Formation de l'habitus prudentiel
L'habitus de prudence se développe progressivement par la répétition d'actes prudents, par l'expérience accumulée, et par la docilité aux enseignements de la sagesse. L'homme prudent acquiert une facilité naturelle à discerner le bien dans les situations particulières.
Perfection progressive
La prudence croît avec le temps et l'expérience, s'affinant par la pratique constante et la réflexion sur les actions passées. Elle devient une seconde nature qui permet à l'homme de choisir rapidement et sûrement le bien dans des circonstances variées.
Harmonie avec les autres vertus
Question 51 s'harmonise avec les autres vertus morales et théologales du chrétien, formant avec elles un organisme vertueux cohérent et ordonné.
Relation avec les vertus morales
La prudence est appelée « auriga virtutum » (cocher des vertus) car elle dirige et guide toutes les autres vertus morales vers leurs actes propres. Sans la prudence, la justice, la force et la tempérance ne pourraient s'exercer correctement, car elles manqueraient de direction dans l'action concrète.
Lien avec les vertus théologales
La prudence naturelle trouve son achèvement et sa perfection dans les dons du Saint-Esprit, particulièrement le don de conseil. Éclairée par la foi, informée par l'espérance, et mue par la charité, la prudence chrétienne dépasse la prudence purement philosophique et s'oriente vers la béatitude éternelle.
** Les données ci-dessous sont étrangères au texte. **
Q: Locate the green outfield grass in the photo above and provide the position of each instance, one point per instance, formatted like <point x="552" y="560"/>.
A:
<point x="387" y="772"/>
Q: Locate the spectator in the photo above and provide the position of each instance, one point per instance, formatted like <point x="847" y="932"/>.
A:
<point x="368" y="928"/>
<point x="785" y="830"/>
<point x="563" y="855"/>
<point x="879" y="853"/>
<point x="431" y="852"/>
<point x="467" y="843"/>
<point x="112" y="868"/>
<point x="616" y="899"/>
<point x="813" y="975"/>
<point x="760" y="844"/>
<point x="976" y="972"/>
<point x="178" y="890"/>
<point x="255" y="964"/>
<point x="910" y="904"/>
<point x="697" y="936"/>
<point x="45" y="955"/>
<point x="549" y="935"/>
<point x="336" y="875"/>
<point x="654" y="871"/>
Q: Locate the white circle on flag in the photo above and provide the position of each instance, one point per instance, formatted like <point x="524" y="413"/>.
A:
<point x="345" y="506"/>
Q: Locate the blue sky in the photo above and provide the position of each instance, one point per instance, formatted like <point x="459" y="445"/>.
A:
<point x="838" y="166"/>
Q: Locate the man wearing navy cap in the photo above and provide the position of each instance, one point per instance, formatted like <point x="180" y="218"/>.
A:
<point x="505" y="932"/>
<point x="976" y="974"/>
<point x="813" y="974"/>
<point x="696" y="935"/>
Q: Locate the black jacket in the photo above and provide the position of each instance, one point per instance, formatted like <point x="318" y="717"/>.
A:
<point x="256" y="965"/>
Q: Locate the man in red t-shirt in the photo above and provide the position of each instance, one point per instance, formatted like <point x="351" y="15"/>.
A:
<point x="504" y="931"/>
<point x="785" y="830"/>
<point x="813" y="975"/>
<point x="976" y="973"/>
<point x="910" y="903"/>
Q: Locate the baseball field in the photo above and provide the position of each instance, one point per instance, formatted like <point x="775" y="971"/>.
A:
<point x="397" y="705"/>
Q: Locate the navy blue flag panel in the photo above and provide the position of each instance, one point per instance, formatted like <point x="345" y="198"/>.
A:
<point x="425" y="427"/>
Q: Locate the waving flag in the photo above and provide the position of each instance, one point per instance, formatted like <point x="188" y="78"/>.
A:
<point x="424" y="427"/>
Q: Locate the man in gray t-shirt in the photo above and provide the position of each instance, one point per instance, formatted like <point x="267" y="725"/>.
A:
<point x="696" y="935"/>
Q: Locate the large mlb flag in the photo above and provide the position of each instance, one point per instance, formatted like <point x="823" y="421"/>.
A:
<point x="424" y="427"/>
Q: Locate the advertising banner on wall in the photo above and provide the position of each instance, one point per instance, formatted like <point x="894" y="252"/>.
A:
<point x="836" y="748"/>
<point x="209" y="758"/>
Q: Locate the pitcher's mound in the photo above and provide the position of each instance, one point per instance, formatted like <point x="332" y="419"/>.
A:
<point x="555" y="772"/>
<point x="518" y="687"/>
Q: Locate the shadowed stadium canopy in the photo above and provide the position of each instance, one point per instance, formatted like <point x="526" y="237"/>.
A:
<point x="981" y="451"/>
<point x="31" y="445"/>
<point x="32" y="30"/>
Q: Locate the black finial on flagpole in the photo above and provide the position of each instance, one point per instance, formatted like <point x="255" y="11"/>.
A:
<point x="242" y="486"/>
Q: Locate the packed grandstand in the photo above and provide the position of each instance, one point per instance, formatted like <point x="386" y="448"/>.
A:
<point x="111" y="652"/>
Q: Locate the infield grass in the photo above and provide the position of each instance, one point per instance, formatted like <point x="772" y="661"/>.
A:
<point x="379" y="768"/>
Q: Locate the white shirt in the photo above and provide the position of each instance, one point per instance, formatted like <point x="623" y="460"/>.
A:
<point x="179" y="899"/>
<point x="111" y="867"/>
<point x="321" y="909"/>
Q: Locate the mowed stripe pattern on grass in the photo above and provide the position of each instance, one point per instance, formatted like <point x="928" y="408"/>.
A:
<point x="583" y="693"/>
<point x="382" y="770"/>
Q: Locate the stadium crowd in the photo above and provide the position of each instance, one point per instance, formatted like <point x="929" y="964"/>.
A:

Unité organique des vertus
Saint Thomas enseigne la connexion des vertus : on ne peut posséder parfaitement une vertu morale sans la prudence, ni la prudence sans les autres vertus morales. Cette unité organique manifeste l'harmonie de la vie vertueuse et la cohérence de l'ordre moral voulu par Dieu.
Méthode scolastique
Saint Thomas traite cette question selon la structure caractéristique de la Somme :
- Question proposée : Question 51
- Objections : Plusieurs arguments soulevant des difficultés
- Sed Contra : Un contreargument tiré de l'autorité ou de la raison
- Réponse maîtresse : La position de Saint Thomas développée argumentativement
- Réponses aux objections : Chaque difficulté est résolue point par point
Portée et signification
Cette question illustre comment la théologie scolastique intègre la révélation divine et la raison humaine pour construire un savoir systématique et harmonieux. Elle montre que la foi et la raison, loin de s'opposer, se complètent et s'enrichissent mutuellement.
Pour aller plus loin
La compréhension de cette question peut être approfondie par :
- L'étude des questions précédentes et suivantes
- La consultation des commentaires traditionnels de la Somme
- L'examen des sources bibliques et patristiques citées
- La réflexion sur les implications contemporaines
Articles connexes
- Somme Théologique - Questions sur les vertus : Pour comprendre le contexte complet de l'enseignement thomiste sur la prudence
- Somme Théologique - Les vertus morales : Étude des vertus morales en général et leur relation avec la prudence
- Somme Théologique - Les habitus : Fondements de la doctrine thomiste sur les habitus et dispositions
- Les Arts Libéraux : La formation intellectuelle classique qui prépare à la sagesse pratique
- Rhétorique et Dialectique : Les arts du discours au service de la vérité
Conclusion
La Question 51 de la Secunda Secundae contribue à la formation d'une intelligence théologique complète et nourrit la vie spirituelle de celui qui l'étudie avec attention et piété.